Shopify's merchant protection team ensures we provide a trustworthy commerce platform for our 150,000+ merchants. This includes security in every aspect of the Shopify experience, from storefront to the Admin panel to apps in our App Store. We are looking for an application security specialist who will help identify and respond to application vulnerabilities and develop tools to integrate security into our development process.

You'll need to have:

Experience performing web application penetration testing (Running Nessus doesn't count)
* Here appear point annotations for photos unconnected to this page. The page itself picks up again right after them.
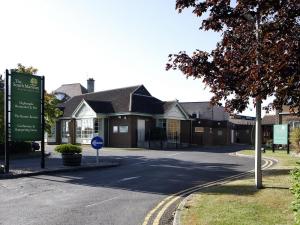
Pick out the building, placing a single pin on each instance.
(132, 117)
(121, 116)
(209, 124)
(67, 91)
(285, 116)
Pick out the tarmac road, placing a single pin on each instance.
(114, 196)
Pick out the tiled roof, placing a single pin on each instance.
(123, 100)
(204, 110)
(241, 121)
(71, 89)
(269, 120)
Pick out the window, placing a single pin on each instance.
(98, 126)
(199, 129)
(86, 128)
(162, 123)
(123, 129)
(173, 130)
(65, 128)
(115, 129)
(78, 128)
(53, 132)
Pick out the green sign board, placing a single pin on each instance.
(25, 114)
(280, 134)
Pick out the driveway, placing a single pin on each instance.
(116, 196)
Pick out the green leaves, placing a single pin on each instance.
(231, 70)
(295, 189)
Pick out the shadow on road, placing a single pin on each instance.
(140, 174)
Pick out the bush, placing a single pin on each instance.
(68, 148)
(295, 139)
(295, 189)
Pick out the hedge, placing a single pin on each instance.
(295, 189)
(68, 148)
(17, 148)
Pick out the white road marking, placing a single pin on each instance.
(175, 154)
(99, 203)
(129, 178)
(139, 163)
Thorough knowledge of security issues affecting web applications

Interest in creative ways to include security in the software development process

It would be great if you had:

Experience in web application development, especially Ruby on Rails

Contributions to open source security projects

Experience with bug bounty programs such as the Shopify Whitehat program (

You'll be working on:

Performing security audits of internally-developed and third-party apps

Responding to vulnerabilities disclosed through our Whitehat program

Providing security advice to product teams

Developing tools to help scale the security assessment process

If you are interested in discussing this role further, please fill in your information and we'll be back in touch.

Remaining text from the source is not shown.